米株投資家、退屈で安堵 中間選予想通り 残る対中・利上げ不確定要素 (1/2ページ)

6日、米フロリダ州オーランドでトランプ大統領の再選を目指す旗を広げる共和党の支持者(AP)
6日、米フロリダ州オーランドでトランプ大統領の再選を目指す旗を広げる共和党の支持者(AP)【拡大】

 トランプ米大統領の信任投票と位置付けられた6日の米中間選挙は市場の予想通りの結果となり、2016年の大統領選時のような株価指数先物の急落は避けられた。株式相場の強気派にとり、問題は「実際に上げ相場は持続可能か」にある。

 アクティブ型上場投資信託(ETF)の米国ポリシー・アルファ(PLCY)を運用するイベントシェアーズのベン・フィリップス最高投資責任者(CIO)は、「当社のベースケースとなった。市場には妥当な結果というのが事実だ」と話す。

 米景気は損なわれておらず、火曜には強気派へのトランプ大統領からの大きなプレゼントである減税措置に代わる出来事は何も起こらなかった。減税により、18年の企業利益は記録的に伸びている。

強気派は不安拭えず

 パシフィック・ライフ・ファンド・アドバイザースの資産配分責任者、マックス・ゴークマン氏は「ニュースからみて(相場の勢いが)やや衰えている可能性がある点は認識している。だが、投資する側のわれわれの大半は、年内の政治の行方は退屈で予測可能になることを幸いに思っている」と明かす。

 それでも疑問は残る。先週まで株式相場は1日に2%上下していた。選挙を終えて不確定要素の一つは後退し、相場は落ち着きを取り戻せるかに関心が集まる。だが10月の急落を目のあたりにした強気派は、一時的に相場が安定しても、不安を拭えない。
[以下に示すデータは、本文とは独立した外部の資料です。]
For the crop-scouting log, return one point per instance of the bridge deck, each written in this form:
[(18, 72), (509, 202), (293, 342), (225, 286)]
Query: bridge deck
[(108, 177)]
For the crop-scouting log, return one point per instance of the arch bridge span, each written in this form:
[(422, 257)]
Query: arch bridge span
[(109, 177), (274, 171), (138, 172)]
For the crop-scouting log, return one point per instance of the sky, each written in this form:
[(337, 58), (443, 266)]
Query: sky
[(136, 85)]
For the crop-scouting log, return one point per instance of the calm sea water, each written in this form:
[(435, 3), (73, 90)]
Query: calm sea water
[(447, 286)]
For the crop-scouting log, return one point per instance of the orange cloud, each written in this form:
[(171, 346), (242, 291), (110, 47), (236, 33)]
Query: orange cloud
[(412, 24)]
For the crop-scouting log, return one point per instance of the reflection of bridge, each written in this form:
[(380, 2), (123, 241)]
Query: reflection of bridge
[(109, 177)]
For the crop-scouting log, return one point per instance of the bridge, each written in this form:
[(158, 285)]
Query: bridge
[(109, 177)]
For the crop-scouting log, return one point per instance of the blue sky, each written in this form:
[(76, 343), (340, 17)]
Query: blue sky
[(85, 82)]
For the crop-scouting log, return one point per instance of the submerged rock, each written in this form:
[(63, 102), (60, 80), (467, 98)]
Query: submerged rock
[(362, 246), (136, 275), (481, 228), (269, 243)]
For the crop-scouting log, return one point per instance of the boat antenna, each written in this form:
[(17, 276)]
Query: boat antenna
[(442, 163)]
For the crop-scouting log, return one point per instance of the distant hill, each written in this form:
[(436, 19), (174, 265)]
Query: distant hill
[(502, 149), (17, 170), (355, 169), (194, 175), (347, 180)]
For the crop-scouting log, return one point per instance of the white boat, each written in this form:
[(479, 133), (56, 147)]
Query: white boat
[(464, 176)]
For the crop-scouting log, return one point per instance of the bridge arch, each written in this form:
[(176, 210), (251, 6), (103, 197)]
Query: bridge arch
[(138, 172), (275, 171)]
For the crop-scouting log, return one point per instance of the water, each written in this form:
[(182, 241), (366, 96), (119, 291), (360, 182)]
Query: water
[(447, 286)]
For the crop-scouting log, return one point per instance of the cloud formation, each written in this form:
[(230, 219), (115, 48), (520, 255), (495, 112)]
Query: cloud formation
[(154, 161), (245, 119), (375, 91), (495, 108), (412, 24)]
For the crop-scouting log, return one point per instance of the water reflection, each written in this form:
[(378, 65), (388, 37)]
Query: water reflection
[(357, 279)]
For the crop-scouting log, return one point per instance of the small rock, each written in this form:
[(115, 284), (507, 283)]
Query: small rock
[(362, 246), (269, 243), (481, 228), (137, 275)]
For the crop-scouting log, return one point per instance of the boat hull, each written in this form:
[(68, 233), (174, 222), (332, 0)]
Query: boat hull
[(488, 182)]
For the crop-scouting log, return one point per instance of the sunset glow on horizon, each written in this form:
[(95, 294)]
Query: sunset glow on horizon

 ニューブリッジ・セキュリティーズのドナルド・セルキン氏は「ありがたいことに今回の問題は過ぎ去った。だが他の問題がある」と語った。

 選挙で両陣営の対立が一段落しても、株式市場から3兆ドル(約340兆9800億円)が蒸発した10月の出来事すべてに決着がつく確証はない。米連邦準備制度理事会(FRB)は利上げを続け、米中貿易戦争が和らぐ兆しは一向にない。

 さらに、トランプ大統領のツイートが市場を揺さぶる“ツイートリスク”がある。下院で過半数の議席を取り戻した民主党がトランプ政権の弱みに圧力をかければ、トランプ氏がかねて表明している以上に好戦的態度に出る恐れがある。